ASSIGNMENT AND ASSUMPTION AGREEMENT
This ASSIGNMENT AND ASSUMPTION AGREEMENT (this Agreement), dated as of February 9, 2021, and effective as of the Effective Date (defined below), is hereby entered into by and among Bioventus LLC, a Delaware limited liability company (Assignor), and Bioventus Inc. (Assignee).
R E C I T A L S:
WHEREAS, Assignor currently sponsors the Bioventus Stock Plan (previously known as the Bioventus LLC Phantom Profits Interests Plan), as amended and restated (the Plan);
WHEREAS, Assignor desires to assign all of its rights, privileges, title, interests, liabilities and obligations under the Plan and all awards thereunder to Assignee; and
WHEREAS, Assignee wishes to accept the assignment of such rights, privileges, title and interests and to assume such liabilities and obligations.
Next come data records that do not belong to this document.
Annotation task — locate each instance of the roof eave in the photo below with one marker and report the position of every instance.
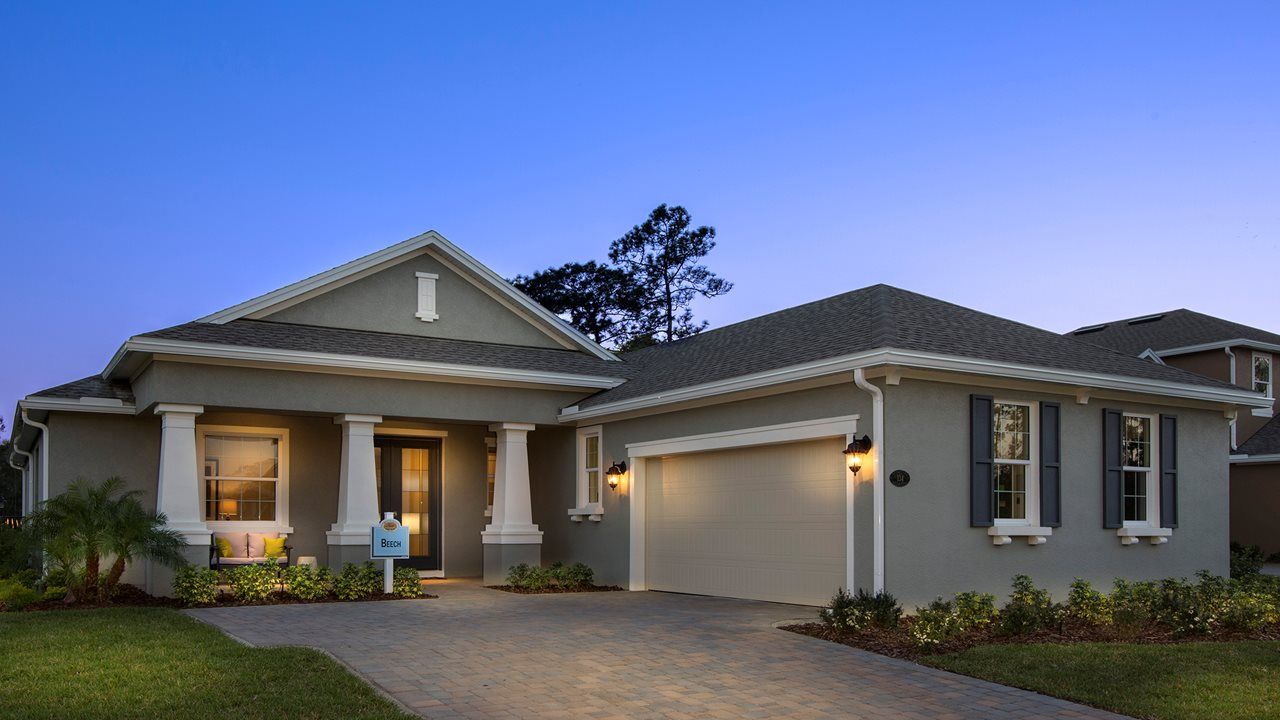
(919, 360)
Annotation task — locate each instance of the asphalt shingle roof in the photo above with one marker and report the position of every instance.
(867, 319)
(311, 338)
(92, 386)
(1166, 331)
(1266, 441)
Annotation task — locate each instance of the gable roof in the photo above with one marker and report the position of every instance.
(1266, 441)
(871, 319)
(430, 241)
(1173, 331)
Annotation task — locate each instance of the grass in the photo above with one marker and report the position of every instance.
(1224, 680)
(156, 662)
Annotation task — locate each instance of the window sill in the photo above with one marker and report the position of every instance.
(1155, 536)
(1005, 534)
(593, 511)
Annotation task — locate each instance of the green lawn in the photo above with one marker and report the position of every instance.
(1224, 680)
(154, 662)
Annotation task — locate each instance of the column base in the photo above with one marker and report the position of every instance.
(159, 578)
(342, 554)
(499, 557)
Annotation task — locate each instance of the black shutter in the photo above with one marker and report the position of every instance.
(1168, 470)
(1051, 465)
(1112, 473)
(981, 455)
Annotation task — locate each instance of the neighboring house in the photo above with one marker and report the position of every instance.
(417, 381)
(1234, 354)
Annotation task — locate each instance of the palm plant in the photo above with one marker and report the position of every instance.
(88, 520)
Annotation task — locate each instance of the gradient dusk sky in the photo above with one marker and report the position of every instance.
(1055, 163)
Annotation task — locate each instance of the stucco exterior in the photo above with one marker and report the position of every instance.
(931, 550)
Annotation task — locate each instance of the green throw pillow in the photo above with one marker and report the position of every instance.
(274, 547)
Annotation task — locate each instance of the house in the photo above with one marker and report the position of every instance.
(878, 438)
(1234, 354)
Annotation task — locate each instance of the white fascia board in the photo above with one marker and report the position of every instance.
(920, 360)
(1253, 459)
(362, 363)
(108, 405)
(1237, 342)
(429, 238)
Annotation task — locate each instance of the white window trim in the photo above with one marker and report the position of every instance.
(490, 445)
(426, 297)
(1271, 373)
(593, 511)
(1152, 477)
(282, 483)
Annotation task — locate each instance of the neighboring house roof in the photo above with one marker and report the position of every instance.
(368, 343)
(1266, 441)
(1175, 329)
(433, 242)
(877, 317)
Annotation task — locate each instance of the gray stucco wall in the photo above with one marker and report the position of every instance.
(252, 388)
(931, 550)
(604, 545)
(387, 301)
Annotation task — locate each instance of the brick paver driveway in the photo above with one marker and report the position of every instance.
(485, 654)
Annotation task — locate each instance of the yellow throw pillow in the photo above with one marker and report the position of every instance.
(274, 547)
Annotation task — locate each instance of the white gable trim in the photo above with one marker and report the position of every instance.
(443, 250)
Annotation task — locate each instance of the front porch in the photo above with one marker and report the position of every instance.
(323, 481)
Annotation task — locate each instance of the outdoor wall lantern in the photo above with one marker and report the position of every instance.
(615, 474)
(855, 451)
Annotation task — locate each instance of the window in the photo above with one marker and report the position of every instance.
(243, 474)
(1014, 464)
(426, 297)
(490, 473)
(589, 474)
(1138, 483)
(1262, 373)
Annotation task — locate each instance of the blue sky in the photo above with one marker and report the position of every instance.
(1055, 163)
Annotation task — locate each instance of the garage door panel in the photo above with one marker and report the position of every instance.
(763, 523)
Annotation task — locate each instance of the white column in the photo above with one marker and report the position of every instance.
(357, 481)
(512, 520)
(178, 486)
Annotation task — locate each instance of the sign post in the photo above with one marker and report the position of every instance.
(389, 542)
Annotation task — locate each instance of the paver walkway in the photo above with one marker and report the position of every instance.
(485, 654)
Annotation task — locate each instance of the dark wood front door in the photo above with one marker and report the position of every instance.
(408, 484)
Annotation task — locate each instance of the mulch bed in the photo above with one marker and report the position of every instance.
(897, 642)
(553, 589)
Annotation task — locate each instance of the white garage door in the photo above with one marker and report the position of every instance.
(760, 523)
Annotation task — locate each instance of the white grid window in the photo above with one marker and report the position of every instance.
(1014, 472)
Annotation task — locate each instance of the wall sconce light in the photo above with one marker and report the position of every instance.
(615, 474)
(855, 451)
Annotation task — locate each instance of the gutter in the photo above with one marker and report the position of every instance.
(44, 455)
(877, 475)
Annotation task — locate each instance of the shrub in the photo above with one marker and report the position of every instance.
(1246, 560)
(976, 610)
(862, 610)
(357, 582)
(193, 584)
(305, 582)
(936, 623)
(16, 596)
(1029, 609)
(1087, 604)
(252, 583)
(406, 583)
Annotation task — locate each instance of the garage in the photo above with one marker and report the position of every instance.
(762, 522)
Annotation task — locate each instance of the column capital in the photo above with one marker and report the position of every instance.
(525, 427)
(167, 408)
(348, 419)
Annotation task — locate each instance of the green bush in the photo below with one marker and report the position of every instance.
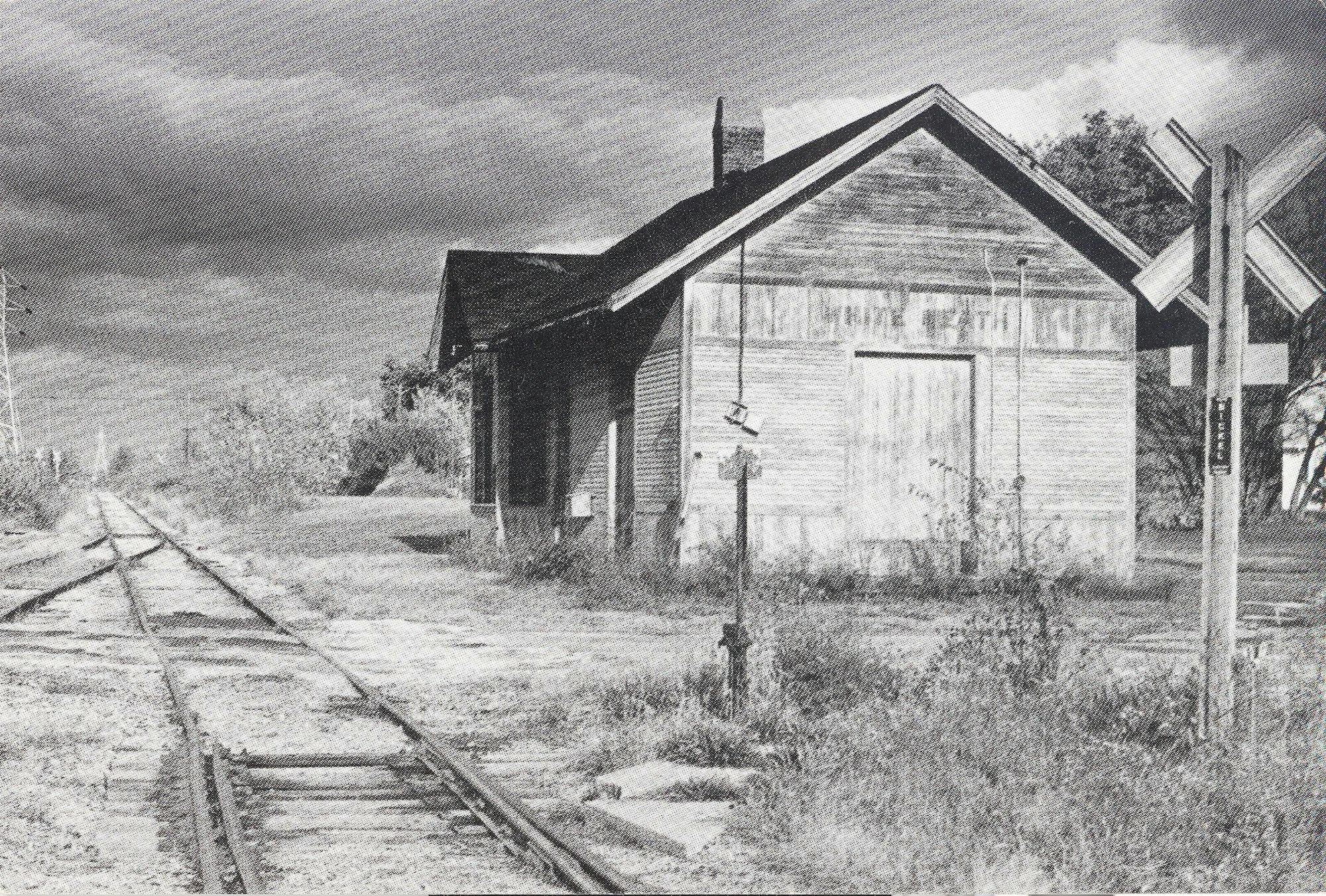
(270, 447)
(701, 739)
(30, 495)
(823, 666)
(1156, 710)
NOW, THEREFORE, in consideration of the above premises and for other good and valuable consideration, the receipt and sufficiency of which is hereby acknowledged, the parties hereto agree as follows:
1. Assignment. Effective as of the date Assignees registration statement on Form S-1 is declared effective (the Effective Date), Assignor hereby assigns, conveys and transfers to Assignee all of its present and future rights, title and interests in, to and under the Plan and all awards thereunder. If Assignees registration statement on Form S-1 is not declared effective, this Agreement shall be void ab initio.
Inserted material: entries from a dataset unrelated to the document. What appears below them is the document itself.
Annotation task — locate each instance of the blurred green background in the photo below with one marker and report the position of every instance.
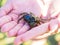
(4, 40)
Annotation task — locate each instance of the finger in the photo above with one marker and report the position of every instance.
(53, 25)
(15, 30)
(39, 30)
(23, 29)
(8, 26)
(6, 8)
(4, 20)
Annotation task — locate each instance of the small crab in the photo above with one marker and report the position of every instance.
(31, 19)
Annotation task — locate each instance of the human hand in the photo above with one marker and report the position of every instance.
(10, 26)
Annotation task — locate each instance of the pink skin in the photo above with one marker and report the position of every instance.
(9, 16)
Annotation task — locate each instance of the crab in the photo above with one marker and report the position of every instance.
(31, 19)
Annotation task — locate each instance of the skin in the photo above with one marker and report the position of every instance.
(9, 15)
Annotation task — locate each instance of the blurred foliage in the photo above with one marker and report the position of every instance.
(4, 40)
(53, 39)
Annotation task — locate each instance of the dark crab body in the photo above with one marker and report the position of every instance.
(32, 21)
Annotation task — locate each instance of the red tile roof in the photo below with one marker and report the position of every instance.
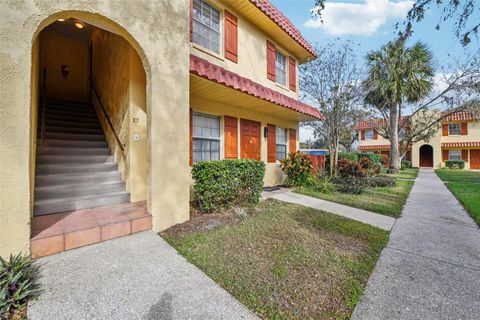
(212, 72)
(459, 116)
(373, 123)
(460, 144)
(375, 147)
(283, 22)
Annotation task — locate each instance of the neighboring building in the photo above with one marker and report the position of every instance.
(169, 88)
(458, 138)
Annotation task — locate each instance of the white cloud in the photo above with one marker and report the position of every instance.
(341, 18)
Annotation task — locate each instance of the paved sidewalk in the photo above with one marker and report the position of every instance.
(430, 268)
(371, 218)
(134, 277)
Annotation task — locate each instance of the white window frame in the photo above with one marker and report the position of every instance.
(278, 70)
(205, 139)
(204, 3)
(456, 125)
(457, 156)
(367, 132)
(281, 143)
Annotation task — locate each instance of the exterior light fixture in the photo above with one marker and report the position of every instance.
(79, 25)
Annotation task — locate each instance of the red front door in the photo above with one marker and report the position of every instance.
(474, 158)
(249, 139)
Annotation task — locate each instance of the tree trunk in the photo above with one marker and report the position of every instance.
(394, 152)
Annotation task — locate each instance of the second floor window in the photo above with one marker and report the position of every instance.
(281, 139)
(369, 135)
(206, 26)
(454, 129)
(206, 137)
(280, 68)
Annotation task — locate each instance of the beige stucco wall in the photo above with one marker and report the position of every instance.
(252, 53)
(158, 30)
(273, 173)
(57, 50)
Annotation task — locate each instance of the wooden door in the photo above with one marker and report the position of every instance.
(249, 139)
(474, 158)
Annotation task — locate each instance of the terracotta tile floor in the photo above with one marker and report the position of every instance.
(58, 232)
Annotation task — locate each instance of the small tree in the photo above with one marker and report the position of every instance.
(332, 83)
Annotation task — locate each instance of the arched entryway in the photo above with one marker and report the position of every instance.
(426, 156)
(91, 135)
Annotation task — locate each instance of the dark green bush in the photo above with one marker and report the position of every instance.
(18, 283)
(374, 158)
(381, 181)
(406, 164)
(298, 169)
(352, 156)
(225, 183)
(455, 164)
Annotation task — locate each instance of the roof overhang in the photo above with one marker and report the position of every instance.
(218, 84)
(276, 25)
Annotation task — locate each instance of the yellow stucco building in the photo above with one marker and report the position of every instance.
(457, 138)
(106, 104)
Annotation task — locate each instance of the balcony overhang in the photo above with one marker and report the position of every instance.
(218, 84)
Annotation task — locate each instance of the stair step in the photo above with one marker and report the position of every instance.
(74, 136)
(43, 169)
(73, 151)
(74, 159)
(94, 124)
(79, 177)
(43, 207)
(74, 130)
(75, 143)
(77, 190)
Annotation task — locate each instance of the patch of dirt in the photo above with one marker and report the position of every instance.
(201, 222)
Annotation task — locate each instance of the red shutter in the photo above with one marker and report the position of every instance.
(293, 140)
(445, 155)
(231, 138)
(270, 61)
(271, 144)
(292, 74)
(445, 129)
(231, 37)
(190, 161)
(191, 20)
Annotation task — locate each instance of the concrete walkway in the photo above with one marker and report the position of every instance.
(134, 277)
(431, 266)
(371, 218)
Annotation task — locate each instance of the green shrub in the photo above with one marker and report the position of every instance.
(225, 183)
(298, 169)
(352, 156)
(374, 158)
(406, 164)
(350, 184)
(381, 181)
(18, 283)
(455, 164)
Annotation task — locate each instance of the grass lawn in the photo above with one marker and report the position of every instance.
(386, 201)
(465, 186)
(410, 173)
(288, 261)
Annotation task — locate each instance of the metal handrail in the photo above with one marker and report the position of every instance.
(43, 93)
(120, 143)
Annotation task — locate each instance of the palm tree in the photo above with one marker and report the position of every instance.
(396, 75)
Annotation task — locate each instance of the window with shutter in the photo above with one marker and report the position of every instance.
(231, 37)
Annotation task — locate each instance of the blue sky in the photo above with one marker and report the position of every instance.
(370, 23)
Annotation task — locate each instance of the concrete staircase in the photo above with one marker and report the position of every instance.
(74, 167)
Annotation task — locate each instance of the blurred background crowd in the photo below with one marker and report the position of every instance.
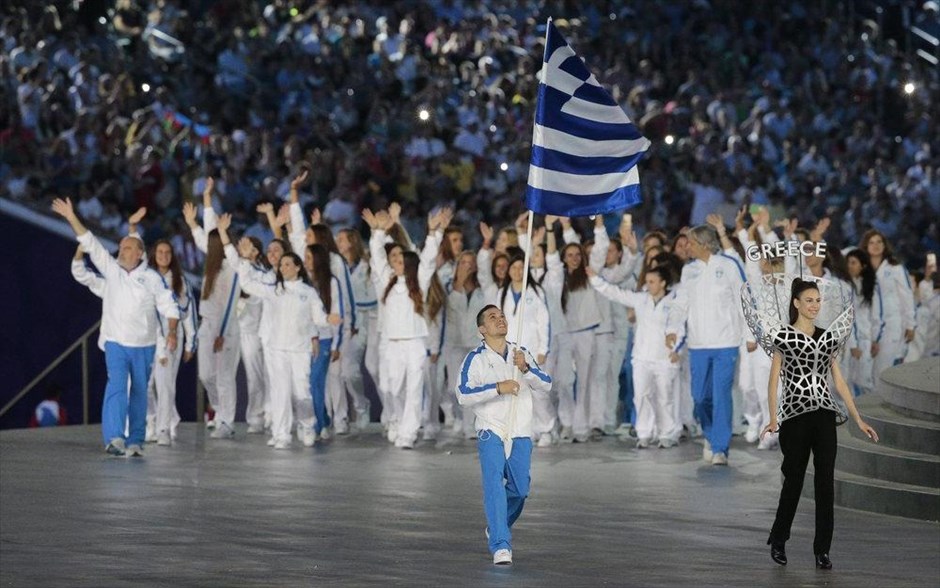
(805, 107)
2. Assumption. Effective as of the Effective Date, (a) Assignee hereby accepts the assignment set forth in Section 1 hereto and assumes any and all liabilities and obligations of Assignor arising under the Plan and all awards thereunder and (b) the Plan shall be maintained by Assignee for the benefit of Employees (as defined in the Plan) and Employees shall remain the sole persons eligible to participate in the Plan. Following such assumption (a) Company shall mean Bioventus Inc., (b) Board shall mean the Board of Directors of Bioventus Inc., and (c) Administrator shall mean the Board of Directors of Bioventus Inc., and the Plan shall be interpreted accordingly.
3. Further Actions. Each party hereto covenants and agrees to make, execute, acknowledge and deliver such further documents and instruments and to use its reasonable efforts to take such other action as may be reasonably requested by any party hereto to more effectively consummate or perfect the assignments and assumptions contemplated by this Agreement.
(a) This Assignment shall be governed by and construed in accordance with the law of the State of Delaware, without regard to the conflicts of law rules of such state or any other jurisdiction.